Not, “Good job, Elizabeth! I’m proud of the direction you’re going.” Not, “Great job, dear, you’re doing the family well.” Not even, “Good, Elizabeth.”
Good…
“Do you want to hear more?” I said.
“Sure,” my father said, though it was delusional to think he meant it.
“Well, we have about a dozen people working out there now. We are on schedule and actually coming in below budget. We haven’t yet laid out any of the panels, but obviously, that’s sort of a last step. No good having the panels if they can’t convert the sunlight into energy.”
“Uh huh.”
Dad, come on.
“Steele provided security today.”
My father looked up.
He scowled at me.
That was so fucking stupid.What I had done in an attempt to get attention from him had instead suddenly turned into a judgmental glare.
“Steele,” he said. “As in, the loser that your sister dated for two years?”
I bit my lip. What was I going to do, surprise him by saying there was actually a second guy named Steele that he’d never learned about?
“Yes, Steele Harrison,” I said.
“This is unacceptable,” my father said, leaning back and putting his hands on his head. “I knew this would happen. Those boys are nothing but trouble. Only NME-hired personnel should be on site. How does this happen?”
My father continued to ramble, less talking to me and more himself as he started typing out an email to…it didn’t matter who he was typing out the email to. It just mattered that he was typing to someone and not talking to me.
In a moment like this, I could see why Tara had decided to say fuck it and move out. Why should I care about my father’s approval? Tara no longer did. Why couldn’t I?
Because Tara can succeed on her own and you can’t? Because you’ve always been the less attractive and less intelligent sister? Because without your parents, you’d be nothing?
“What’s going to happen, Dad?”
“What’s going to happen is that we are going to implement a corporate policy in Santa Maria that only authorized employees are allowed on the premises,” he said, still glancing at his computer. “And if anyone comes on who is not, we are to ask that person to leave…and if they do not…”
My father couldn’t possibly believe that Steele would leave if, say, the local architect asked him to leave. Granted, I think he’d only met the man twice, but did my father really think a man who rode bikes and said fuck the police regularly was the type of guy to bow to some corporate speak on a Word doc?
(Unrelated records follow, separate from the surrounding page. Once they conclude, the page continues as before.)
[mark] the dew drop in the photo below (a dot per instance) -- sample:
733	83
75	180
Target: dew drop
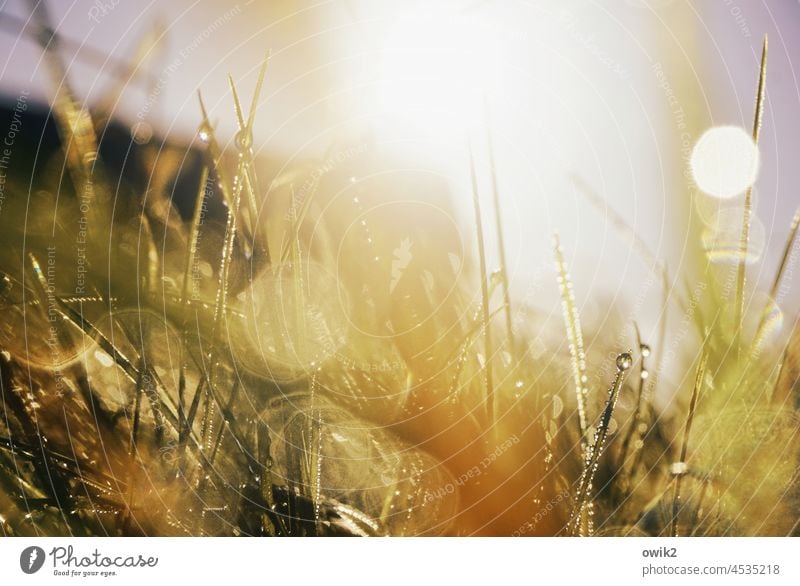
624	361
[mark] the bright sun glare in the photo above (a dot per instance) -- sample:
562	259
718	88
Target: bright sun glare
435	69
725	161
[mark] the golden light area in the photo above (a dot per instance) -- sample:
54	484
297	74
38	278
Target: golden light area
435	67
725	161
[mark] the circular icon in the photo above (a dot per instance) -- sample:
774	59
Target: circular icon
31	559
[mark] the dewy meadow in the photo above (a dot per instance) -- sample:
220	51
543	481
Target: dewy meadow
199	340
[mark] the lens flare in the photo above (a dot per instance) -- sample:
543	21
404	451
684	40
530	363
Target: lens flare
725	161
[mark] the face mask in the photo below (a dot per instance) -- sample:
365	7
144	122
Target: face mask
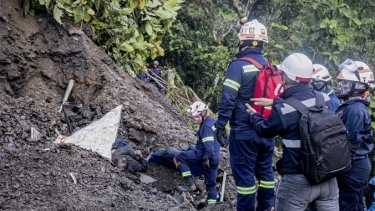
344	87
318	85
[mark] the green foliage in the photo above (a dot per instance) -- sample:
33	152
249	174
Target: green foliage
129	31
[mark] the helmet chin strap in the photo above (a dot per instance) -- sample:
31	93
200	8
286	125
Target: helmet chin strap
321	88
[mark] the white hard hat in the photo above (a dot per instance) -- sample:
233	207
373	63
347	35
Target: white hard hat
297	67
320	73
253	30
196	108
356	71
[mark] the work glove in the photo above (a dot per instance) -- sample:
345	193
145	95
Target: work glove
221	135
206	163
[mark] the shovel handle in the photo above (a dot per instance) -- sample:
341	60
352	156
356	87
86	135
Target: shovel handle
67	92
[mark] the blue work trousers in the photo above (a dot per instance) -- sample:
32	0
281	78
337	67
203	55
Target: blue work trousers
193	158
351	185
294	192
252	158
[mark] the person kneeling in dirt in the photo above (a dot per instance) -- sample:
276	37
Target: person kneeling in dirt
124	157
206	154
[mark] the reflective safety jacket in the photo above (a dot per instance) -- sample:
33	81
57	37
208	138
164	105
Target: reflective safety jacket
207	141
356	119
284	121
238	88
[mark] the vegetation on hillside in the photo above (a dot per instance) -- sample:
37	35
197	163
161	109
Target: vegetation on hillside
199	38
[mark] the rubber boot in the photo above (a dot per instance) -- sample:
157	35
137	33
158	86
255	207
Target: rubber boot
189	185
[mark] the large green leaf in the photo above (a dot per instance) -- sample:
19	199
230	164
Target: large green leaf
133	3
164	14
148	28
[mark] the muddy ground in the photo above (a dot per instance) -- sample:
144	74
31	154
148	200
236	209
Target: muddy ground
37	59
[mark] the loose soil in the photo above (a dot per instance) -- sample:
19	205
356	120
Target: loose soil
37	59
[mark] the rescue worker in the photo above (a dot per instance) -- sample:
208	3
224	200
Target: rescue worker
320	81
206	153
294	191
250	155
143	76
155	72
124	157
354	82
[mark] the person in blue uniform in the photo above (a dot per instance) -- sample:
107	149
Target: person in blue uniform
250	155
294	191
355	79
206	153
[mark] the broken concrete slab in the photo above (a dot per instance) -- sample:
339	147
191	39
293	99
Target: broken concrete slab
146	179
99	135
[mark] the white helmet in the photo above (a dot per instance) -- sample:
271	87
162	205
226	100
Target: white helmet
297	67
356	71
320	73
253	30
196	108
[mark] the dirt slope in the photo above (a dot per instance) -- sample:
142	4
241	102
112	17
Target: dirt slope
37	59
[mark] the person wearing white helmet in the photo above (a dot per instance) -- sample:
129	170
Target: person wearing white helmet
155	74
354	80
321	78
206	153
294	191
250	155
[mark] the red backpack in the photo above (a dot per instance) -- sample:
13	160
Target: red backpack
268	84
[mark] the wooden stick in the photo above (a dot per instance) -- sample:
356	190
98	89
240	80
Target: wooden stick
223	187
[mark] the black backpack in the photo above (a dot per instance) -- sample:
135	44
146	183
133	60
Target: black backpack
325	150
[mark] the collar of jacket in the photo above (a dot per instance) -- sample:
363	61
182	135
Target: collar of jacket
349	102
295	89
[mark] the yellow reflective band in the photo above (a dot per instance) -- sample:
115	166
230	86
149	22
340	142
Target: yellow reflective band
232	84
208	138
246	190
268	107
211	201
186	174
250	68
266	184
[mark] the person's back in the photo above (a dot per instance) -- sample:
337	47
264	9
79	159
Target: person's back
250	155
354	79
206	153
143	76
294	191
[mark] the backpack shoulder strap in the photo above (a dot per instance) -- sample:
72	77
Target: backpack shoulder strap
253	61
297	105
319	99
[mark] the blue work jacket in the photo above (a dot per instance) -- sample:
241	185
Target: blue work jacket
238	88
357	121
284	122
207	142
But he’d listen to you. And if you want to avoid trouble with your father…
If you want to stay in his good graces…
If you want to avoid falling to pieces without him…
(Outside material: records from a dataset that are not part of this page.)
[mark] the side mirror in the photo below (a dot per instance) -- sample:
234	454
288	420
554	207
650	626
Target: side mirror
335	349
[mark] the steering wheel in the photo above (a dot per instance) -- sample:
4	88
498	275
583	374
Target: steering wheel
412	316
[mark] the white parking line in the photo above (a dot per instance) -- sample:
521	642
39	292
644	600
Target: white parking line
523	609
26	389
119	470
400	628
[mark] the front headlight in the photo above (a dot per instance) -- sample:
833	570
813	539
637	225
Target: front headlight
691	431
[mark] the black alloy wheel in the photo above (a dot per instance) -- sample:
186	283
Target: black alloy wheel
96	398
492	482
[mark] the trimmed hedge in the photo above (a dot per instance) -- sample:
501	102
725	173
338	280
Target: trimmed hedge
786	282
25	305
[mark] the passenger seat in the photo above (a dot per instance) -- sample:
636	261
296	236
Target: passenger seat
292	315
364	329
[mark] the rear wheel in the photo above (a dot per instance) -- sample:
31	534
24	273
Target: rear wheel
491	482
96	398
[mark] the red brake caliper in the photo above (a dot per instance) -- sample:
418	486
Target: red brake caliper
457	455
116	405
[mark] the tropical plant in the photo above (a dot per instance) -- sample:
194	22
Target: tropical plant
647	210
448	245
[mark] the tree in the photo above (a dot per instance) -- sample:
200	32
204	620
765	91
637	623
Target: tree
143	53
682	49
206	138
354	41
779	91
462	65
It clicked for me then, though the realization that followed only made me feel worse, not better.
I didn’t feel a kindred spirit with Steele because we both had tough relationships with parents, or because we masked whatever we felt with false certainty or with visible disgust.
It’s because we silently felt inferior and weak.
Not that Steele would ever admit that.
Not that, if I had any choice, I would ever have to face that possibility.
I guess today really would wind up being Steele’s only day working the front of our Santa Maria office.